In Ward v. Thompson, which was decided in favor of the January 6th Committee on the basis of sovereign immunity, the chair of the Arizona Republican Party during the 2020 presidential election argued that disclosure of subpoenaed call records would violate her First Amendment rights of association. The 9th Circuit addressed the plaintiff’s First Amendment argument in the context of analyzing whether the sovereign immunity doctrine barred the lawsuit against the Committee. The court concluded that there was “little to suggest that disclosing Ward’s phone records to the Committee will affect protected associational activity” and that the more stringent First Amendment review standard sought by the plaintiff would therefore not apply. Further, it stated that even if the more exacting standard did apply, the subpoena would meet that standard because there was a substantial relationship between the disclosures required by the subpoena and the important investigative interests of the Committee, and the subpoena was narrowly tailored to that requirement.

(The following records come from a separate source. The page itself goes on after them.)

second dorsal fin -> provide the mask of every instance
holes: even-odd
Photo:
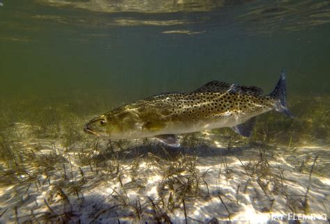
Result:
[[[263,91],[261,88],[256,86],[239,86],[237,84],[230,84],[223,81],[212,81],[202,87],[198,88],[194,93],[203,92],[219,92],[219,93],[242,93],[251,95],[261,95]]]

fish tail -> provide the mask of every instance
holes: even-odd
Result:
[[[290,117],[293,118],[292,114],[290,112],[286,104],[286,81],[284,67],[282,68],[281,77],[276,86],[275,86],[274,90],[268,95],[277,99],[274,105],[276,111],[282,112]]]

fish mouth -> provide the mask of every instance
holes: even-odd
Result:
[[[85,126],[84,127],[84,131],[85,131],[85,133],[87,133],[87,134],[93,134],[93,135],[95,135],[95,136],[99,136],[95,131],[94,131],[91,128],[88,127],[88,126],[86,125],[85,125]]]

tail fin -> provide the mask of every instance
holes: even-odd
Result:
[[[286,81],[285,74],[284,74],[284,67],[282,68],[281,77],[276,86],[275,86],[274,90],[268,95],[278,99],[278,102],[275,104],[275,110],[276,111],[284,113],[291,118],[293,118],[293,115],[291,114],[286,106]]]

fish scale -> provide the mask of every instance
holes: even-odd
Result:
[[[110,139],[153,137],[178,146],[175,134],[231,127],[249,136],[255,117],[276,110],[292,116],[286,106],[285,77],[263,95],[255,86],[212,81],[191,93],[163,93],[129,104],[85,125],[86,133]]]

A 2018 Supreme Court ruling in Carpenter v. United States articulated an additional limitation regarding disclosure of information known as “cell site” information that shows the historic location of subscriber calls. This case involved a claim by a criminal defendant that the FBI had violated his Fourth Amendment rights by obtaining cell site information from his telecommunications provider without a warrant. The Supreme Court agreed with the defendant, holding that while the FBI had obtained a court order for the records under SCA procedures requiring a showing that the records were “relevant and material to an ongoing investigation,” the acquisition of the cell site records constituted a Fourth Amendment search that required a warrant supported by “probable cause.” Whether this limitation would apply to Congress has not been addressed by any court.